If she imagined hard enough and used the darkness of the evening to her advantage, she could almost see Steve standing in the circle of Howling Commandos, a beer in his hand and a smile on his face, as the waves crashed on the shore in the background. People laughed and talked and there were even a few couples dancing to the wireless Howard had arranged for on the patio. The scene below them, with the bonfire and the people and the water and the muted colors of the night, was just so _Steve_ that it hurt to know that he wasn’t down there.

Hence, neither was she.

“He would have loved this.” The too familiar tightness in her throat wouldn’t allow her to say anything else, and she didn’t try. She’d had enough fighting to last her a lifetime, there was no sense in battling tears now.

“Today’s his birthday, right?” Howard asked, already knowing the answer. Tonight had Steve written all over it. “I tried to make it something for him, like a… memorial or something. I don’t know.” He dropped his head into his hands where they rested on the pristine wooden railing. “Some days it feels like the war never ended. This was supposed to be a good year.”

They were both unwilling to give voice to what had made the last year far from a good one.

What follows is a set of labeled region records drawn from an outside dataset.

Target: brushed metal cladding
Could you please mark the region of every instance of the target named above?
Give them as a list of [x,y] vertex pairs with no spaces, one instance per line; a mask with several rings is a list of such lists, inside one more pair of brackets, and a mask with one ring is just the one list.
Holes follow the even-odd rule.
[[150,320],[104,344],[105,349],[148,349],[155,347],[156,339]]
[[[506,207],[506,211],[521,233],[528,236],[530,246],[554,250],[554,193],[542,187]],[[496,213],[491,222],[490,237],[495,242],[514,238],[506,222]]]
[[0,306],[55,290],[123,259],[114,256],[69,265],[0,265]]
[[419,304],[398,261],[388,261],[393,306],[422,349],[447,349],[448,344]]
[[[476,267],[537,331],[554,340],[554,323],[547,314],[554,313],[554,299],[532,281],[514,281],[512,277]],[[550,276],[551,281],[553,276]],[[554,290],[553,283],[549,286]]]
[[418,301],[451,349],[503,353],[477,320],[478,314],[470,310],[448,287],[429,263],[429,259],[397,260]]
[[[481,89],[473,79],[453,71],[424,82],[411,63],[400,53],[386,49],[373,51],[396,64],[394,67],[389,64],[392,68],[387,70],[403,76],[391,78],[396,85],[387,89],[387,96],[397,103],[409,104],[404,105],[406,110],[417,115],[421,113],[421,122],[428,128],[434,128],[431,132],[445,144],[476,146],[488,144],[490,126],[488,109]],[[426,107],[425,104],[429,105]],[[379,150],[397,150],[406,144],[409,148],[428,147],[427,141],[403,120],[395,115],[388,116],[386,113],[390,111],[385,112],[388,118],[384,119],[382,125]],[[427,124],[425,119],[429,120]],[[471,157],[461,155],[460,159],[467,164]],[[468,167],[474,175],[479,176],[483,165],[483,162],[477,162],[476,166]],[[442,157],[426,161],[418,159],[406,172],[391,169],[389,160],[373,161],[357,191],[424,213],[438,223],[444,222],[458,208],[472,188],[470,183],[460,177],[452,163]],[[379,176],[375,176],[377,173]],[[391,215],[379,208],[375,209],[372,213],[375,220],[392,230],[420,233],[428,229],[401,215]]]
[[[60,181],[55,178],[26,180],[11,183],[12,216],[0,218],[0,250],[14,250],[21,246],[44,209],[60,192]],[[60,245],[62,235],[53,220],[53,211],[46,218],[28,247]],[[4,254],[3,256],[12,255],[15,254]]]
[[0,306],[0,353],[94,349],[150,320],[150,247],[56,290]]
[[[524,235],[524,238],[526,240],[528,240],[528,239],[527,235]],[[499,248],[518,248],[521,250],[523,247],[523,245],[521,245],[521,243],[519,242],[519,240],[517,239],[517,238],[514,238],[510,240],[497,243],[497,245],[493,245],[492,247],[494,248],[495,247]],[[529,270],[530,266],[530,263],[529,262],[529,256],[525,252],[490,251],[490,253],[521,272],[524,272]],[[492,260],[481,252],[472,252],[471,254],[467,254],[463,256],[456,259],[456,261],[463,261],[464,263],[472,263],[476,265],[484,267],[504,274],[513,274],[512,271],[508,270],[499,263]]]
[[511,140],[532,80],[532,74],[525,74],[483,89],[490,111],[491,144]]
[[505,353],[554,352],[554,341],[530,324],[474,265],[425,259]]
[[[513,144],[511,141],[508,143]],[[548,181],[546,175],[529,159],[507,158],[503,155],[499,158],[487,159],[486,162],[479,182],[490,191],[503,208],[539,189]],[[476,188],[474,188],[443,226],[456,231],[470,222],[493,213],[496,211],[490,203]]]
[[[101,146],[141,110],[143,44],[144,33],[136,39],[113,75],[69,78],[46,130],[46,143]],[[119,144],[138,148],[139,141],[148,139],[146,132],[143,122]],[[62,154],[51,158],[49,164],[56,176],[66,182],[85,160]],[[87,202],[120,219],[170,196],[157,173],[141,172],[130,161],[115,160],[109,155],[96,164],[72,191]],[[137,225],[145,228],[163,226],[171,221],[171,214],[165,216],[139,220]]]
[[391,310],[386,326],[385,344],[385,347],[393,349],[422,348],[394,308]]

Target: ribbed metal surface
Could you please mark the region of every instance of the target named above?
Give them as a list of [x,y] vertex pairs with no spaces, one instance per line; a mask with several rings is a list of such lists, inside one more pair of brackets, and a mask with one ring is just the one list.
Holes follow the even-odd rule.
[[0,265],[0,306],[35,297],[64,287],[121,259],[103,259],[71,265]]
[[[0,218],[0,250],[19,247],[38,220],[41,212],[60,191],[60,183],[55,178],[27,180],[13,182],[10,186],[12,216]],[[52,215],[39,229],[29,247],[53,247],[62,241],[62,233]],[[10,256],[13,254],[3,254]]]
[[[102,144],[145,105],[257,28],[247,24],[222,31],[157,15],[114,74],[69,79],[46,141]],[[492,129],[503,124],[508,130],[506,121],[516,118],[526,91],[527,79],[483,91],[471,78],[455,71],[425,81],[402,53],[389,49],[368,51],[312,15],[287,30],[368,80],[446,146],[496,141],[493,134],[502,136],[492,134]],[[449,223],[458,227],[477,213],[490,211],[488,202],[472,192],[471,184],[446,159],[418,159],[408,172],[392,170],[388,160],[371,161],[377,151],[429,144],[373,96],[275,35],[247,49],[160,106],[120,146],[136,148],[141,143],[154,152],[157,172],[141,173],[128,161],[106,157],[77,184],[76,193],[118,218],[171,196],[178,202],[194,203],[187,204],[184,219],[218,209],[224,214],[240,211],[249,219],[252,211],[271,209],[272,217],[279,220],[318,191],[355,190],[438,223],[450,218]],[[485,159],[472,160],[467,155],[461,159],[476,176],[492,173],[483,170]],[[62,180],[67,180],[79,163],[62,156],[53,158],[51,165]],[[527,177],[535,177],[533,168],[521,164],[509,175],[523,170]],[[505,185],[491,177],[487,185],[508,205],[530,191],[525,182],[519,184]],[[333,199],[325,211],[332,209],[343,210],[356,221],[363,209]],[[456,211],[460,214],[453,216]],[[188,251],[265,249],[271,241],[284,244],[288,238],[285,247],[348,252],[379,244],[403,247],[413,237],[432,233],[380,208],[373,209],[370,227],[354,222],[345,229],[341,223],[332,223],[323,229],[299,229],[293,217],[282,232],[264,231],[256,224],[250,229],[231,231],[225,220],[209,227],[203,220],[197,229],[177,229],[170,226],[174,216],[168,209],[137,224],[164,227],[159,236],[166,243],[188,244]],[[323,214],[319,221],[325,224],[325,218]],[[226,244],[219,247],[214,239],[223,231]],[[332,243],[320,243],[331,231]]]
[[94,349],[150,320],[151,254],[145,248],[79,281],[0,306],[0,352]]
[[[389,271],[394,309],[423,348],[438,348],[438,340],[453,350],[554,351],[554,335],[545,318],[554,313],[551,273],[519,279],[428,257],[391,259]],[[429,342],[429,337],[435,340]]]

Not trusting herself to speak, to agree with him that they had won and that was good, but to question him why it was Steve that had gone down and not been here to celebrate, Peggy let the silence fall over them again, running her hands along the smooth wood. Howard didn’t have the answers she wanted to hear.

The sliding door leading to the house slid open behind them and Maria’s graceful and poised form stepped out, quietly closing the door behind her. She stopped at the railing where they stood, not saying a word, as if she knew that their private party of two was as much (or maybe more) for grieving as it was for celebrating.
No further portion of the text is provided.